In a recent development, John E Deaton, the founder of the US crypto regulatory news platform CryptoLaw, has suggested that Cameron Winklevoss, an American investor, and entrepreneur, consider filing a lawsuit against Digital Currency Group (DCG) after examining Winklevoss’ open letter to Barry Silbert, CEO of DCG. Deaton, a pro-XRP attorney, took to Twitter to assert that if Cameron could substantiate his claims, it would be advisable to take legal action against Silbert and his company.
Cameron Winklevoss shared a Twitter thread earlier today, which included a screenshot of an open letter addressed to Barry Silbert. This letter served as a follow-up to a previous one and began by highlighting the fact that it had been 229 days since Genesis, a bankrupt crypto lender owned by DCG, halted withdrawals. Winklevoss emphasized the need for DCG to repay the affected customers who have approximately $1.2 billion of assets trapped in Genesis.
XRP lawyer take on Winklevoss open letter
The open letter went on to detail what Winklevoss described as a “culture of lies and deceit” orchestrated by Barry Silbert to conceal the insolvency and financial condition of Genesis.
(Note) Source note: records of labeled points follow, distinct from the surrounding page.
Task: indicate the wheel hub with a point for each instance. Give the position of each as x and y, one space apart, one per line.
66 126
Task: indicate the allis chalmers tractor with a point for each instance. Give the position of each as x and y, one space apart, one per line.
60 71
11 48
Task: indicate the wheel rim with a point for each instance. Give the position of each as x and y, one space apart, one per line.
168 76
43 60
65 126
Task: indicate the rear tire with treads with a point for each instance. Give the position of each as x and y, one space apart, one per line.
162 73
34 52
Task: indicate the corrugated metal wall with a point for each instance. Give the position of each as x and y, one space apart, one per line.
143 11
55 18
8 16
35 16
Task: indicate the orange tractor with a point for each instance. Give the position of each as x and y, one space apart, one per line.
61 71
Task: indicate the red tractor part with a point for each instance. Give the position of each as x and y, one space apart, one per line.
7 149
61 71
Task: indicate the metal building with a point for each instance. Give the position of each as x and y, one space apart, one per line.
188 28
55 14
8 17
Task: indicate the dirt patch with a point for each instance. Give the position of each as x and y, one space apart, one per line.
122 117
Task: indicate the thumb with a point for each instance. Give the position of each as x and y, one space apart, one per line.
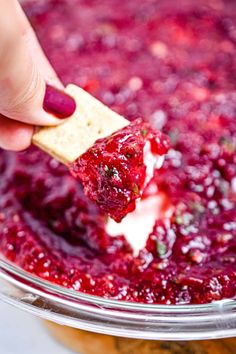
24 95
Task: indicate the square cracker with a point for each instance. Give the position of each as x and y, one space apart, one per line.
92 120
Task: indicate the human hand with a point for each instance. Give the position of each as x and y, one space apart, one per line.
30 92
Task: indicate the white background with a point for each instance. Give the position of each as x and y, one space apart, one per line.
21 333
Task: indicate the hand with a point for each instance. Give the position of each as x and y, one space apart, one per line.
30 92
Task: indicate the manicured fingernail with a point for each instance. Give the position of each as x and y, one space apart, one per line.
58 103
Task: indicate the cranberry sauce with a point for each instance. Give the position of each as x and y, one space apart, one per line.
114 170
174 64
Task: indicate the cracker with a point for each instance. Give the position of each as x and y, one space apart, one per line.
92 120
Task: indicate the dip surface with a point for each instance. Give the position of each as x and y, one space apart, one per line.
173 63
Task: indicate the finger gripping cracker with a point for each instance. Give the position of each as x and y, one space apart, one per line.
91 120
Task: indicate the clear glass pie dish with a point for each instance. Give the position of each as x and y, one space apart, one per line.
112 317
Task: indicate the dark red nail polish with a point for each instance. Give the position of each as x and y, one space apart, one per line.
58 102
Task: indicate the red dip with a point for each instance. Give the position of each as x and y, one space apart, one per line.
174 64
114 170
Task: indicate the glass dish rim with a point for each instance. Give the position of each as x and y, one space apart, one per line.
114 317
74 295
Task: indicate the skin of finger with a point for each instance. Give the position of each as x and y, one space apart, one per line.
22 87
15 136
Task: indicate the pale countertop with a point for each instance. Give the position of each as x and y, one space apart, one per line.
21 333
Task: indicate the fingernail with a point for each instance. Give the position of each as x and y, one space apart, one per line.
58 103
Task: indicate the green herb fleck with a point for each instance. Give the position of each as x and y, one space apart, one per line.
109 171
135 189
128 155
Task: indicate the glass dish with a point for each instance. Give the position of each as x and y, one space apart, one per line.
112 317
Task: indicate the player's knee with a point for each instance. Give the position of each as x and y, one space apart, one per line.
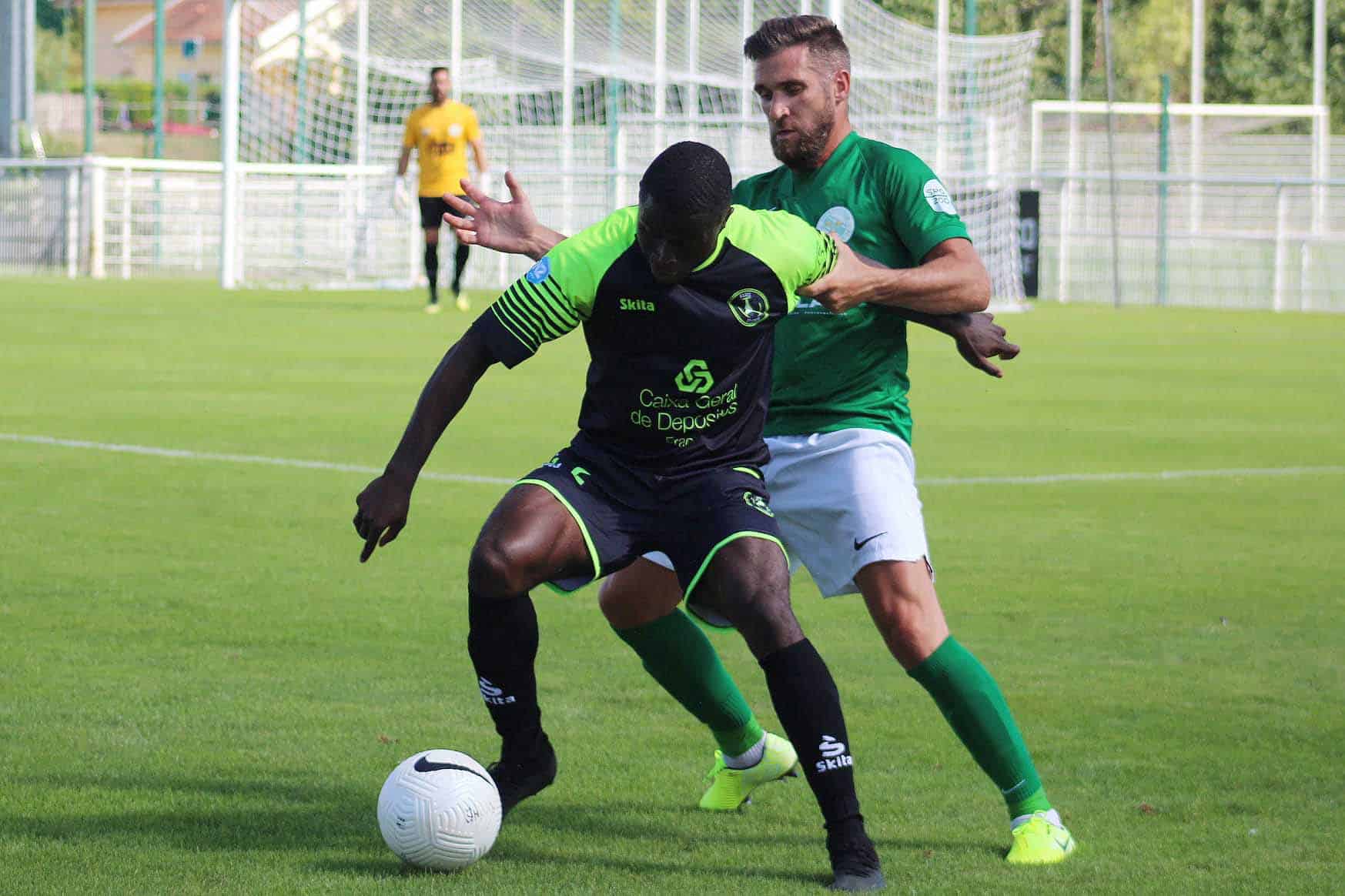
905 610
502 567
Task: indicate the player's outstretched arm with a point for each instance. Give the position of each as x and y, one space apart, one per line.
504 226
383 505
977 336
950 280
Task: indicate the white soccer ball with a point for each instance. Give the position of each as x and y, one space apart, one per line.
440 811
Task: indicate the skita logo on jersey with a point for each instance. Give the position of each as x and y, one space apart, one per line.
540 272
694 378
758 503
938 198
749 307
837 221
493 694
833 755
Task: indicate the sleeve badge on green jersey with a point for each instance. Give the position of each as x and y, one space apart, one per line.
540 272
749 307
837 221
938 198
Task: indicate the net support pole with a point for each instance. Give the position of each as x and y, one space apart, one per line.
1197 122
1111 154
693 65
1164 124
941 90
229 149
744 92
90 102
1321 120
661 72
614 105
568 119
455 48
362 84
1067 187
159 79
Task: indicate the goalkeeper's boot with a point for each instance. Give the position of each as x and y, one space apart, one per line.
1040 840
855 861
520 777
732 787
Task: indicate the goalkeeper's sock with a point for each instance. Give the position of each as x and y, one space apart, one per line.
678 656
459 266
808 707
975 708
502 642
432 271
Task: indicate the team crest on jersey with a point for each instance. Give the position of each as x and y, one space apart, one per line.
749 307
837 221
938 198
540 272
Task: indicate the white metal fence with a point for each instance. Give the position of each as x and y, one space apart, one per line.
1256 244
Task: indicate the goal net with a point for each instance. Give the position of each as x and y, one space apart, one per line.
577 99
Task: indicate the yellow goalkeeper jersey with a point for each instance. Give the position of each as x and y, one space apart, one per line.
440 135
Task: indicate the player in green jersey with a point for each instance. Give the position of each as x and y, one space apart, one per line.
842 474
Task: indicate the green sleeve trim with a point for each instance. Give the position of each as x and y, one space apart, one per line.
588 538
705 564
794 249
576 266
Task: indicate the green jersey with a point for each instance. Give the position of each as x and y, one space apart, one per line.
837 372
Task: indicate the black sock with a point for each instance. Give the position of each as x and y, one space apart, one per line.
502 642
432 269
808 707
459 264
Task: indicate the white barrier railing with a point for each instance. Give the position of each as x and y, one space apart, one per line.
1260 242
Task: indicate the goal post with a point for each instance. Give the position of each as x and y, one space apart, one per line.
577 99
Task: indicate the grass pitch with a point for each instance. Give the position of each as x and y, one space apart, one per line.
201 689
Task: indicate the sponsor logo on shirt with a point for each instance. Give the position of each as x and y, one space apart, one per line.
540 272
939 198
837 221
749 307
696 377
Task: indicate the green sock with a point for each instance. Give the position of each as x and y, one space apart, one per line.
975 708
680 657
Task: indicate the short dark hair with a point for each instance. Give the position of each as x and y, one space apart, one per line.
691 178
817 32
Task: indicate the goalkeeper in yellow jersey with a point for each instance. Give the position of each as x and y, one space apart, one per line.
440 133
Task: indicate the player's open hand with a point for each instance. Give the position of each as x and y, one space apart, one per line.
383 513
504 226
849 284
979 339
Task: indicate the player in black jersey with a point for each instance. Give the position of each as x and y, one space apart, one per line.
678 299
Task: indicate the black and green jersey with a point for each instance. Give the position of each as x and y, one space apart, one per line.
835 372
680 376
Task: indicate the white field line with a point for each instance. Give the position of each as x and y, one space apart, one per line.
180 453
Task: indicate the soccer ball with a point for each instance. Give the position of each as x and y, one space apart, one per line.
440 811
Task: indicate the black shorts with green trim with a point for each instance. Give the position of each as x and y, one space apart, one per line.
624 513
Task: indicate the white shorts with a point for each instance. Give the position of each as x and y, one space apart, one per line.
844 500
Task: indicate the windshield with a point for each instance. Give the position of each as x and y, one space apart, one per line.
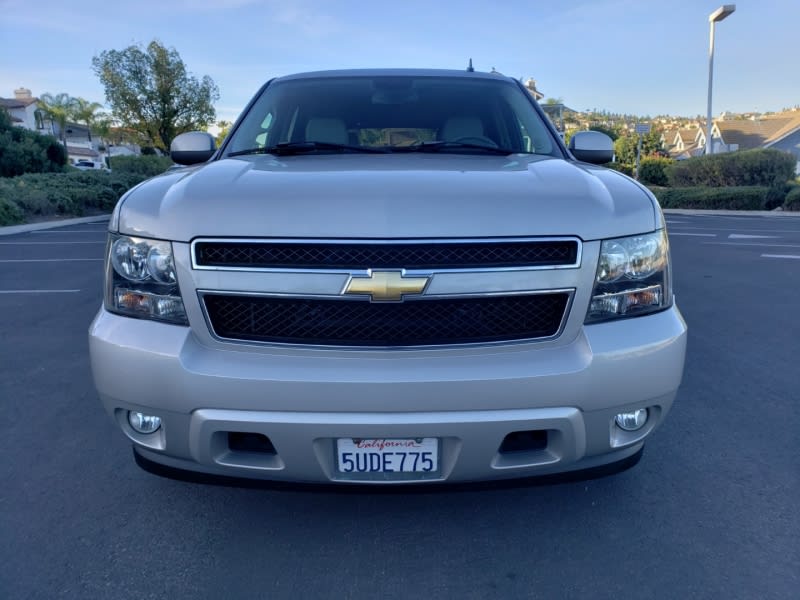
392 114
The investor also expressed dissatisfaction with Silbert’s response to his previous letter, describing it as “oblique.” The initial letter, dated January 2, 2023, addressed the significant debts that DCG owes to individuals and organizations, particularly to the crypto platform Gemini. According to the letter, Genesis owes $900 million to Gemini, which was lent to them as part of the Gemini Earn program.
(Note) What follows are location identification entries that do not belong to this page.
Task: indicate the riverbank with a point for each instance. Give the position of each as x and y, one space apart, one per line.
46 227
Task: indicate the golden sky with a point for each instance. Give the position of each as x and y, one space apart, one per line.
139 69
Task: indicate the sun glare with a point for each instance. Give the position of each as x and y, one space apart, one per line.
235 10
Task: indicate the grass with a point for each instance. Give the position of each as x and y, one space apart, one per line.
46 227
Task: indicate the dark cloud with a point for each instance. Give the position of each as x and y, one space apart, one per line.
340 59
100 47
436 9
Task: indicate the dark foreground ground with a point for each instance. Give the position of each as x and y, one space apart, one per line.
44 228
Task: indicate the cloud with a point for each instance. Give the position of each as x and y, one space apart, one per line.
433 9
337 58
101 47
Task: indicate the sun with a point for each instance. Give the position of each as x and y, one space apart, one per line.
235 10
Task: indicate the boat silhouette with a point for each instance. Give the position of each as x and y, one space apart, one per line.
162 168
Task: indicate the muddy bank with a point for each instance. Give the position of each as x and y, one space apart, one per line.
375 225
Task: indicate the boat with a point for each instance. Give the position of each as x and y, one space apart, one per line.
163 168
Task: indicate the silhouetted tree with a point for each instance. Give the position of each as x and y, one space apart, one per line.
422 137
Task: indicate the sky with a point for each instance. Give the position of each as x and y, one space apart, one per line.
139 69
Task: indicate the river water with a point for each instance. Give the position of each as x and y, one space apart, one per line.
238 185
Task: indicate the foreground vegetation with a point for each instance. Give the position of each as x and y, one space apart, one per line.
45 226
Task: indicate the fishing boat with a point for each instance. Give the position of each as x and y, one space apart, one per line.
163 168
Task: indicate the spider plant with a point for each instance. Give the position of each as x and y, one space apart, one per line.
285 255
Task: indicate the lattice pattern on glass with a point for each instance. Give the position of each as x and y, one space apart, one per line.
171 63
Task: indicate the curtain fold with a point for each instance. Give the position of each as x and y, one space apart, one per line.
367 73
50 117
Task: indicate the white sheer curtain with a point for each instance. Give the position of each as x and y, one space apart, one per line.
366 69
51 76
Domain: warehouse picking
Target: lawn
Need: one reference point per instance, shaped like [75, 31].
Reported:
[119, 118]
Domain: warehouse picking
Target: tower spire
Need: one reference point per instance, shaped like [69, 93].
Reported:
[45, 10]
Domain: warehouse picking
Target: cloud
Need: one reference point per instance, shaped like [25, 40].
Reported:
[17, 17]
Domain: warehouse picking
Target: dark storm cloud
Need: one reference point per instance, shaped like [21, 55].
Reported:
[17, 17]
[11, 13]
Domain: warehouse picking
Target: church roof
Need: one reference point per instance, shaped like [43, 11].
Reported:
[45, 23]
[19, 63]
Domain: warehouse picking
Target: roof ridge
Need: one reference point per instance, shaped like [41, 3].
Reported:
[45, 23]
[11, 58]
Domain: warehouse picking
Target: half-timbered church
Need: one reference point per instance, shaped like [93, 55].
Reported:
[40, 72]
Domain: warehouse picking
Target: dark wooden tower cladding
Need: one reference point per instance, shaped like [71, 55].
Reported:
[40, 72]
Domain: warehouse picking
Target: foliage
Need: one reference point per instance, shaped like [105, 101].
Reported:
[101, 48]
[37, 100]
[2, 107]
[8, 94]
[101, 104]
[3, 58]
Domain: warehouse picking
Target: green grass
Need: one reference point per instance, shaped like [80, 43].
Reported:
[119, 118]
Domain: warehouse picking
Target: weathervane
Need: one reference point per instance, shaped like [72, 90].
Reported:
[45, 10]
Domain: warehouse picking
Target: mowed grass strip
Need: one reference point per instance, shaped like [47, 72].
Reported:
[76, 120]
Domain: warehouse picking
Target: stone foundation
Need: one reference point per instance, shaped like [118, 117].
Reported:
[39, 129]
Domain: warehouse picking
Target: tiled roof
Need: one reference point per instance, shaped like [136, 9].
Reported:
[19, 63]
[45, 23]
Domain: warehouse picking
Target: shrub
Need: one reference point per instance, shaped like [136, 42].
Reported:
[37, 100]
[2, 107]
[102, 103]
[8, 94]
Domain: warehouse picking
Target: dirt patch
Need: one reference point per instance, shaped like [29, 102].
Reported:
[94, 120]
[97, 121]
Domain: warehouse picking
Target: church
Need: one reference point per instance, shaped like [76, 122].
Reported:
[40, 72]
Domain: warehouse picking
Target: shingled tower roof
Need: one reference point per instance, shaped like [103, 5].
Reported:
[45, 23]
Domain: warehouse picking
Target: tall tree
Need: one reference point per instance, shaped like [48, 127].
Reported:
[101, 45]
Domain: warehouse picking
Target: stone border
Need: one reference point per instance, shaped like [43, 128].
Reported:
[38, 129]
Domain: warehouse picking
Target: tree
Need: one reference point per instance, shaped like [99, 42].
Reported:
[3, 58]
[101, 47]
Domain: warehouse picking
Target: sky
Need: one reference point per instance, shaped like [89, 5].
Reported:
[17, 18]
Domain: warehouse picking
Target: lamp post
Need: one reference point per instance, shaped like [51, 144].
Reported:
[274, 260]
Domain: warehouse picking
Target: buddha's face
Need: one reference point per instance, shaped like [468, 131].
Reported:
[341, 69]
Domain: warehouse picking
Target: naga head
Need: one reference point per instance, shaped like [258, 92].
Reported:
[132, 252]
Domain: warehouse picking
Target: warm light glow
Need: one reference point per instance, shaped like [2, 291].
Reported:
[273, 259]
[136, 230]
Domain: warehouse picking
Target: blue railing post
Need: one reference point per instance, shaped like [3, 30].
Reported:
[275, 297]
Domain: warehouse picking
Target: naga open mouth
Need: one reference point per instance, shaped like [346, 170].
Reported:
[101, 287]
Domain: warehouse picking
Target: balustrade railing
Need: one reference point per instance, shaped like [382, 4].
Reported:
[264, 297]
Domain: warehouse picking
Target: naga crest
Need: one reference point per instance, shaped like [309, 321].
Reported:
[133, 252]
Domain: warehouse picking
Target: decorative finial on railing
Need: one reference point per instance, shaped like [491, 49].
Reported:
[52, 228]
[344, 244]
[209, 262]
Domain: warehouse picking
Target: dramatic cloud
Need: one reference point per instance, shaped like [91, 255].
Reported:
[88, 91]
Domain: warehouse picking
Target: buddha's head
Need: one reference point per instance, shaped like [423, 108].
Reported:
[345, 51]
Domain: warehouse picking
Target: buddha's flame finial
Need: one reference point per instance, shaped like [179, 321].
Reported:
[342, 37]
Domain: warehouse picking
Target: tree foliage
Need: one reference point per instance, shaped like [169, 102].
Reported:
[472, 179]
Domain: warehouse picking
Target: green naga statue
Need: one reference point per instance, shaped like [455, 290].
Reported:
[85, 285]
After carefully scrutinizing the letter, John E Deaton pointed out the importance of taking someone at their word and actions when they reveal their true character. He emphasized the notion of apprehending an individual if they show “who he really is,”, particularly in times of crisis where integrity and honor are paramount.
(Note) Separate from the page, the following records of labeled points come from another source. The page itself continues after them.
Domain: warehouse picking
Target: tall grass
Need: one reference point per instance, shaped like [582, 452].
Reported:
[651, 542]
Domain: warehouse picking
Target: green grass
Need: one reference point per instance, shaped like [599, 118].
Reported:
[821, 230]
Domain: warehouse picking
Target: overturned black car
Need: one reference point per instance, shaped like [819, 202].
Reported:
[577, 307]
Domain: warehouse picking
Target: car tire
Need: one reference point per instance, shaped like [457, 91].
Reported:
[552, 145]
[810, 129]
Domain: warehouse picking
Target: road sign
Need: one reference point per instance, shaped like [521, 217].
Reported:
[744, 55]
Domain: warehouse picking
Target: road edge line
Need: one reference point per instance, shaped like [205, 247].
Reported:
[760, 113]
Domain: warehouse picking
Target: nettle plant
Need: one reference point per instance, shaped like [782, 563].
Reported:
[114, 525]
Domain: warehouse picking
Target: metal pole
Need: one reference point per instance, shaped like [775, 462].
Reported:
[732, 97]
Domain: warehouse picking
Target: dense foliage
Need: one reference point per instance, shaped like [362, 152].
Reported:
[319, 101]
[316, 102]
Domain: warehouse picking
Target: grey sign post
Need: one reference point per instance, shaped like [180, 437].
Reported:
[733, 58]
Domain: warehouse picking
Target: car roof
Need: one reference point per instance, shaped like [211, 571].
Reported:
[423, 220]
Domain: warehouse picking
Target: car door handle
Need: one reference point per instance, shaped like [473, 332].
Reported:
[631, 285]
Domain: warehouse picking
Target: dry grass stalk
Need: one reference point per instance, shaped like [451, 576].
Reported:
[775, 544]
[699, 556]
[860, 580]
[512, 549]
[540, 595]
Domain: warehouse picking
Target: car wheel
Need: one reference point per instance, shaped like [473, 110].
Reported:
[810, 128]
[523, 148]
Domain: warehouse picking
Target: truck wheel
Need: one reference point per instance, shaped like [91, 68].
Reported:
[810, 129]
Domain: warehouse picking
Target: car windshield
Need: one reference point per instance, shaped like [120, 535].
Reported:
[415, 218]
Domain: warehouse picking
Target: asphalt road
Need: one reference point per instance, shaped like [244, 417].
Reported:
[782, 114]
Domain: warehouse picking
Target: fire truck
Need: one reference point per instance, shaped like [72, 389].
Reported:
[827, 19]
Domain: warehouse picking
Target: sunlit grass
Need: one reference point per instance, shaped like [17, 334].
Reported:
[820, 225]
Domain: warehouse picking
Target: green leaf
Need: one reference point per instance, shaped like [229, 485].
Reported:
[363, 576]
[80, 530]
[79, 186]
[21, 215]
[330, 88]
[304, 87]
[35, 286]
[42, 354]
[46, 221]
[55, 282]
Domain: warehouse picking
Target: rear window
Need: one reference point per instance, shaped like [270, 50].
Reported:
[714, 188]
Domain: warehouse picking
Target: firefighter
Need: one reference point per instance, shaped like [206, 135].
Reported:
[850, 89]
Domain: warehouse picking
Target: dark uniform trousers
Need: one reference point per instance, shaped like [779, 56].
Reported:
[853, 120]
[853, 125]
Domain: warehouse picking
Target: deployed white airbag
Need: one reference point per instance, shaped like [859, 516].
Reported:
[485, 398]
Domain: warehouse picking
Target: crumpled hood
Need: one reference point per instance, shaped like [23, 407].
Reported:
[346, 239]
Ryan Selkis, the founder of the crypto analytic platform Messari, also weighed in on Winklevoss’ letter. Selkis lamented the tactics employed by the Securities and Exchange Commission (SEC) to allegedly exploit retail shareholders and protect bankers in an attempt to cover up DCG’s insolvency.
With these recent developments, it remains to be seen whether Cameron Winklevoss will pursue legal action against Digital Currency Group based on the allegations outlined in his open letter. The situation continues to garner attention and highlights the ongoing challenges and complexities within the cryptocurrency industry.